# tips for pressing numbers



## money911 (Aug 28, 2008)

Hello, 
this is the first time i am posting the in the heat press section, i am usually sucked up into the screen printing section. I however am switching from the screen print number system i own to plastisol transfers and ordered a new 15x15 press to get started. 

So my question to my fellow forum members is: do you have any suggestions on my first run of 8inch numbers on 100% cotton tees? I ordered the numbers from f&m and they have arrived and just waiting from my press to get here on wed. 
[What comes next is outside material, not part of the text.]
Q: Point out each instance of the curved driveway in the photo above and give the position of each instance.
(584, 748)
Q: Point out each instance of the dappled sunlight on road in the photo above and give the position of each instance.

So any help would be great. 

thanks james


----------



## brice (Mar 10, 2010)

Hmm, follow the instructions provided by FM for the transfers? Didn't they provide you with pressing instructions?


----------



## EnergyJenny (Mar 5, 2010)

Since they are new numbers they should work well with the setting on the transfer instructions, always set your press 3-5 degrees hotter, since you have to press the shirt before you put the transfer on and that way the shirt gets pressed at the higher temp and when the press is lifted it will lose 3-5 degrees this way when you have your number on where you want it you can press immediately. Test it out first on a scrap so you can see how your press presses, then you can move on to the real deal. When doing sleeves you need to make a "mask" to go inside the sleeve so when you press numbers they dont get a crease from the seam of the shirt. 
Also always make sure the shirt is flat, and that the number is centered. I know it sounds stupid to state this but I was always told to center to the tag and it turns out some of the tags are off centered.
Hope this helped.


----------



## Colorfast (Sep 2, 2006)

[quoteI know it sounds stupid to state this but I was always told to center to the tag and it turns out some of the tags are off centered.
Hope this helped.[/quote]

Not stupid at all...center lines are just a suggestion

With F&M I've always had to use a lot or pressure. Do the test prints on scrap shirts and play around. I always bump F&M temps 5 to 10 degrees higher than instructed. Their tech support told me once you can never use to much pressure...

If you are including names watch the spacing between the names and numbers. I am putting names on soccer jerseys now. They have 8" numbers (they didn't get the jerseys from me) centered high on the back of the jersey. The shirts were printed and delivered with no names so now that they want them it looks a little crowded back there. They like them but I would prefer more room.


----------